Here, the situation is far, far better than using SINAD. The work by Sean Olive is 100% based on double blind controlled testing to make sure the score correlates with listening test results. This is no simple measurement from 50 years ago that SINAD is. Here are some bits from the paper:
A Multiple Regression Model for Predicting
Loudspeaker Preference Using Objective
Measurements: Part II - Development of the Model
Sean E. Olive, AES Fellow
View attachment 45625
Correlation of 1.0 means perfection. That the model predicts listening test results with 100% accuracy. Here is the actual graph relative to results:
View attachment 45626
As you see the experimental results closely hug the linear prediction.
View attachment 45627
And how the tests were conducted:
View attachment 45628
If this kind of scoring is not good enough for you all, I don't know what is. This research is a gift. I highly suggest reading it in detail before scuffing at it.
And it is not like we can go without. I just measured another speaker that i will post soon. I am sitting here, seeing some anomalies in the measurements but no way of characterizing it at all in relative scale to what I have measured before.
At the end, the scale may just be good for showing the best and the worst.
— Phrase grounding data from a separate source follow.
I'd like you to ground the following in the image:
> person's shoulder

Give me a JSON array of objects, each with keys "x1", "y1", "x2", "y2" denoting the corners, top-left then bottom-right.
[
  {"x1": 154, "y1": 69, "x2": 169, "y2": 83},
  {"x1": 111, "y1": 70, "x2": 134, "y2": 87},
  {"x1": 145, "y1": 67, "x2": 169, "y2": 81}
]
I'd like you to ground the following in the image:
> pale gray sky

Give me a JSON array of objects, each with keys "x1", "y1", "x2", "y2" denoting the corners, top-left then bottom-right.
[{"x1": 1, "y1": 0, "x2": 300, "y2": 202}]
This is what SINAD is doing and is a great service and outcome. I don't care if someone argues between a speaker that gets a score of 6 or 7. I care about clearly identifying the dogs and heros.
As with speaker testing, there are many reasons not to do something. Get on board to solve this problem. The consumer needs a scale. It doesn't have to be perfect. It is not like he has any scale whatsoever to use right now. A compass is not as good as GPS but it can sure tell you more or less which way to walk if you are lost.
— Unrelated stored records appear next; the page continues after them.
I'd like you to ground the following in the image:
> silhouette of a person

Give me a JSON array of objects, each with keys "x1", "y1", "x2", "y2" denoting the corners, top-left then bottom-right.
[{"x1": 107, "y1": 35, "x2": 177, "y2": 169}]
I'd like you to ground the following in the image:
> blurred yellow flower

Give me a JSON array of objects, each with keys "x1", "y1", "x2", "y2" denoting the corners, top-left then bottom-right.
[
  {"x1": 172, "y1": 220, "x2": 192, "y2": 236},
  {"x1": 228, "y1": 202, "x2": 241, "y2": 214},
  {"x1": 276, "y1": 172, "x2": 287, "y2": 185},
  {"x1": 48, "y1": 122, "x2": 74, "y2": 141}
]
Agreed. Sean Olive's predicted preference ratings from this paper, based on anechoic measurements, have a 0.86 correlation (1 being perfect) with the actual preference ratings of 70 speakers, of a wide range of types, sizes, prices and brands. Honestly, that's amazingly accurate, and is actually based on decades of confirmed science in acoustics and psychoacoustics, by leaders in their field, as well as solid statistics (the importance of which should not be underestimated for science). I don't think we're going to find anything better at the moment, without more actual scientific research being done. Consider that Consumer Reports ranked speakers for over 30 years using a model that produced ratings with a
negative correlation of -0.22 with actual preference ratings in blind tests, as Sean Olive also showed in this paper. So the better sounding a speaker was, the
lower they ranked it. ASR using Olive's model would be quite the improvement! And a fantastic resource for consumers. (Other metrics like THD can be measured and presented, but I don't believe they sould be incorporated into Olive's rating ad-hoc, as research shows distortion plays a very small role in subjective preferences of speakers, as Olive states in his paper.)
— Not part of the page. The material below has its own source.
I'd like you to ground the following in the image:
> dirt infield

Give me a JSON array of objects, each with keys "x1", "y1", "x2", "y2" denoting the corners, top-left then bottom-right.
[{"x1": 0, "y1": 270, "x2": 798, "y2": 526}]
That being said, it has to be carefully considered that Olive's model was optimised to give higher predicted preference ratings to speaker systems with lower bass extension, as these give the highest
actual preference ratings. This is evidenced by the LFX (low Frequency Extension) variable in Olive's formula having a major weighting (close to a third) of the total preference rating. Full-range tower speakers and (even more so) speakers used with subwoofers tend to have the lowest bass extension. This leads to a problem when ranking e.g. bookshelf speakers or small monitors on their own, which are often designed to work best with a subwoofer, and will be considered by users who often already have a sub. Olive's formula will give skewed ratings for these speakers that are not full-range but will be used with a sub, which will not be representative of the actual preference rating they would receive in a 2.1 set-up.
I suggest then having two ratings, one for each of the two major set-ups: speakers used on their own, and speakers used with a subwoofer. The first set-up can be ranked using Olive’s original formula as is. The second set-up can be ranked with a maximum
potential preference rating – what preference rating the speaker would score
if it were used with an ideal subwoofer. From Olive’s formula, an ideal speaker with the maximum preference rating would need to have NBD_ON = NBD_PIR = 0 and SM_PIR = 1 i.e. zero narrow-band deviations in on-axis and predicted in-room response, and perfect smoothness in the latter. As this fixes all variables but LFX, from this we can calculate the LFX value that would produce a maximum score of 10 (thanks to
@MZKM for pointing out the max score is likely 10). Rearranging the formula this works out at LFX(ideal) = 1.16. From Olive's definition of LFX:
LFX is the log10 of the first frequency x_SP below 300 Hz in the sound power curve, that is -6 dB relative to the mean level y_LW measured in listening window (LW) between 300 Hz-10 kHz.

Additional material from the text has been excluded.